When George Avakian (pronounced a-VOCK-ee-an) saw this cultural
wasteland, he knew it needed changing. And he did more than anyone to
change it. When he died last week at age 98, the people who love jazz
began reflecting on how much he had accomplished.

He was born in 1919 in Russia to wealthy Armenians who left Europe not
long after. Growing up in New York, he found himself attracted to jazz
because (as he recalled), "It reminded me of the lively dance music
and other folk music my parents had brought to America from Armenia."
Even as a child, he listened to jazz on the radio at low volume so his
parents wouldn't know he was still awake.
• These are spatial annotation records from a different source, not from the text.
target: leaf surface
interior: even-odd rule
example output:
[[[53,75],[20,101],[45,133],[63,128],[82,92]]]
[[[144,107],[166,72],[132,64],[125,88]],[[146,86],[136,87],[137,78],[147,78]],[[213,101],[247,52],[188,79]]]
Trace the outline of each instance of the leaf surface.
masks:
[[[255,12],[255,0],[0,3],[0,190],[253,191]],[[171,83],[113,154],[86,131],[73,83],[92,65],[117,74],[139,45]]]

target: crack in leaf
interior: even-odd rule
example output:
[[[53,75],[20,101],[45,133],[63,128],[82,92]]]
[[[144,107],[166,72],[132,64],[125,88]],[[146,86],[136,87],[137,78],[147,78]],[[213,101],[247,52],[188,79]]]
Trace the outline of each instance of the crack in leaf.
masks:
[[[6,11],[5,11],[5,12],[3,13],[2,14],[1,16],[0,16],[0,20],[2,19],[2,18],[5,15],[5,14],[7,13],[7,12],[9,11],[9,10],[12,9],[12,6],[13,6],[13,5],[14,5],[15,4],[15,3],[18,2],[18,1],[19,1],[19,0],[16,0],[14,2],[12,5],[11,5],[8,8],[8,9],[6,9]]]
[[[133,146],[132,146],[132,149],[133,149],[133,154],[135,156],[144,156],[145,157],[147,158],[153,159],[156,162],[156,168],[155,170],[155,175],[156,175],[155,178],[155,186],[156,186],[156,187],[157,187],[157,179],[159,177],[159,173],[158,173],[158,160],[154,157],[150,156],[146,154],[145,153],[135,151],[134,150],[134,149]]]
As a 20-year-old student at Yale in the late 1930s, he wrote to
several record companies with his complaint that much of the great
music was unavailable in record stores. He considered it a tragedy
that Louis Armstrong's two recorded groups from the 1920s, the Hot
Five and the Hot Seven, could only be heard on scratchy-sounding
discs. This was an example - and far from the only one - of a European
pointing out the true value of American culture. At Yale, he
encouraged jazz fans among his fellow students to import two French
books, Charles Delaunay's Hot Discography and Hugues Panassie's Le
Jazz Hot. The Europeans were ahead of North American critics in
treating jazz as art.

Decca Records was so impressed by his letter that it hired him to
organize reissues of valuable material. A new life opened up, for
Avakian and for jazz. The old Armstrong performances became widely
known, and so did the work of many others. One result was the revival
of Armstrong's career. Years later Avakian persuaded Armstrong to
record Kurt Weill's Mack the Knife, which became a major hit.

Avakian's father had always expected him to join the family's rug
importing business, and in fact, the young man made a few trips to
Iran and other sources of rugs. But for many decades, he devoted
himself to music. He worked for Columbia and Warners as a producer of
records, a talent scout and an agent. But he was in essence a man with
a mission; he had an urgent need to see justice done for the musicians
he admired.

When the record companies adopted the LP (long-playing) discs, he saw
how this innovation could benefit jazz. Great soloists appeared on
discs that allowed them, for the first time, to perform according to
their talent rather than the demands of technology. Avakian absorbed
this alteration in the landscape of musical reproduction. One of his
LPs carried the first-ever jazz liner notes - written, of course, by
Avakian.

In the 1950s, Avakian supervised the release of Benny Goodman Live at
Carnegie Hall 1938, a concert that told the history of jazz through
musical examples. When the Duke Ellington band hit a low period in the
1950s, Avakian supervised Ellington at Newport, reviving the band's
fortunes.

He had a feel for more than jazz. He introduced Édith Piaf to American
record buyers. He produced The Button-Down Mind of Bob Newhart, which
made Newhart's reputation as a comedian. Before the record, Newhart
was an accountant with only a sideline in comedy. After, he was an
instant star.

Avakian also produced Louis Armstrong Plays W.C. Handy, some of Dave
Brubeck's most popular albums and a great Sonny Rollins record, The
Bridge. But his most surprising success was Miles Davis.

"I saw him as the best trumpet ballad player since Louis Armstrong,"
Avakian said. He made Davis a special project, once convinced he had
finally beaten the drug habit that held him back. He suggested Davis
emphasize ballads and encouraged his elegant way of dressing. In 1957
he produced Davis's Miles Ahead, which sold a million copies and
established him internationally. Miles Davis soon rose above the mass
of musicians, taking a place of celebrity all his own, just where
George Avakian thought he should be.